Presentiamola dunque
con coraggio, ma anche con estrema umiltà e concretezza.
Umiltà, perché non è
merito nostro e perché anche noi ne abbiamo paura, la fuggiamo tanto
spesso. Concretezza, perché essa è la dolente "lettura"
della realtà umana. Cristo innalzato sulla Croce raccoglie in sé la
sofferenza del mondo, ci ricorda che questa è la sorte di ogni essere
vivente a causa della sua condizione mortale e di peccato, del suo
egoismo, dell'avarizia e della sete di potere. "Cristo non è
salito sulla sua, ma sulla nostra croce" dice S. Ambrogio.
Allora diventa più
luminoso anche l'invito alla carità interiore e a quella attiva,
dinamica. Non è detto che la forma di "carità organizzata"
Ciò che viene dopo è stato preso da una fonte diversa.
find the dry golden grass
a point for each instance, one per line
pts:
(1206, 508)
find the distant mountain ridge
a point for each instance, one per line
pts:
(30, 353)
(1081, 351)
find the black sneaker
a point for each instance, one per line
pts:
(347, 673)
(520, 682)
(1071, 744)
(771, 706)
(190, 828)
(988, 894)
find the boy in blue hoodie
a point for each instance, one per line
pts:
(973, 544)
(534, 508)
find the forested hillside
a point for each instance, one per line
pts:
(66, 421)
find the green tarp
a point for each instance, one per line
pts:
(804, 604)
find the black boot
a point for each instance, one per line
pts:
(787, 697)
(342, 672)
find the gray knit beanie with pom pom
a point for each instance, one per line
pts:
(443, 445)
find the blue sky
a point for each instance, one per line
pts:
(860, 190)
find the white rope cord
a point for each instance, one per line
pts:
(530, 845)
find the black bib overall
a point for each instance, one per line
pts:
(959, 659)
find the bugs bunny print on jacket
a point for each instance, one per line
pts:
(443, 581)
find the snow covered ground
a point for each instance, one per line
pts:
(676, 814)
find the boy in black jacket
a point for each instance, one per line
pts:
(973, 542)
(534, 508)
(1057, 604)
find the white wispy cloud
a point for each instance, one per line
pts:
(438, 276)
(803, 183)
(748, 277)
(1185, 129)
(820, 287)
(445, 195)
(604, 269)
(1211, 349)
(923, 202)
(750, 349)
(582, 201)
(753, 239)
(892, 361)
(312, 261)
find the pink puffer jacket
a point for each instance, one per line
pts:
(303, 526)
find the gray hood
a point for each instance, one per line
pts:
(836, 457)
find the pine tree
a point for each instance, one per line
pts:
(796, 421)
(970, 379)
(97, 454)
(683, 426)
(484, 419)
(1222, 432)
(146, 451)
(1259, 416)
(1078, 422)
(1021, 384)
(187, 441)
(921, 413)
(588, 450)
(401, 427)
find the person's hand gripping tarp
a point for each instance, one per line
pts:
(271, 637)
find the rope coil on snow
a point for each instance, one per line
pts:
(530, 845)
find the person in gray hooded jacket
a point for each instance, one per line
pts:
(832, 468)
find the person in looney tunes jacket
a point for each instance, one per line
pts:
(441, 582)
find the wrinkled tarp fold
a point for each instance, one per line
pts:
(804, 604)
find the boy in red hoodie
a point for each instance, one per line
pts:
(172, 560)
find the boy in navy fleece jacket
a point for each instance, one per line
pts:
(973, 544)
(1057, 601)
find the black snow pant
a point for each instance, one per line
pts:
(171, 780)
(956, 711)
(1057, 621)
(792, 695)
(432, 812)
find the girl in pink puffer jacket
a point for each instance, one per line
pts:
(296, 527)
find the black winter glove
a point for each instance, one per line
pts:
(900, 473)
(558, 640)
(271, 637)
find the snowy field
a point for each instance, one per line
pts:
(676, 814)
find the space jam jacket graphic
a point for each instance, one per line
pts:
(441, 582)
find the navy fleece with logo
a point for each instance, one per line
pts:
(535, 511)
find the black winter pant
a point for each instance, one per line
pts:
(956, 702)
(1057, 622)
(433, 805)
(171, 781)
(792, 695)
che caratterizza l'Occidente cristiano degli ultimi secoli sia l'unica né
la migliore, anche se ha indubbiamente un grande valore. Tuttavia
l'amore deve trovare forme per esprimersi, per essere concreto. Esso è
la lotta "contro" la croce, nel senso che accetta la croce per
combattere il male che corrode il mondo e che inchioda innumerevoli vite
su innumerevoli croci. Così ha fatto Gesù, che ha accettato la morte
per vincere la morte, non perché l'amava.
Il cristiano guarda con
rispetto alle vie che conducono a personalizzare la ricerca religiosa,
che guidano in un cammino di interiorizzazione, che cercano la pace e
l'equilibrio interiore ed esteriore - cose tutte che possono rendere
migliori. Non solo, ma ha tanto da imparare da queste vie. Prima di
tutto ritrovando nella propria tradizione dimensioni perdute o
trascurate eppure presenti e forti; e poi anche accogliendo metodi,
stimoli, richiami ed esperienze che sono compatibili con il Vangelo.
Stando attento a non
cadere nella presunzione di salvarsi con la propria scienza e con la
propria ascesi, pone su tutto la luce che la grazia gli dona. Luce di un
Dio misterioso e invisibile che si apre a noi e si comunica come fragile
bimbo, come appassionato predicatore del Padre, come Fratello che muore
per potere attirare e abbracciare tutti traendoli dalle profondità
oscure della sofferenza e del peccato che spesso appaiono invincibili.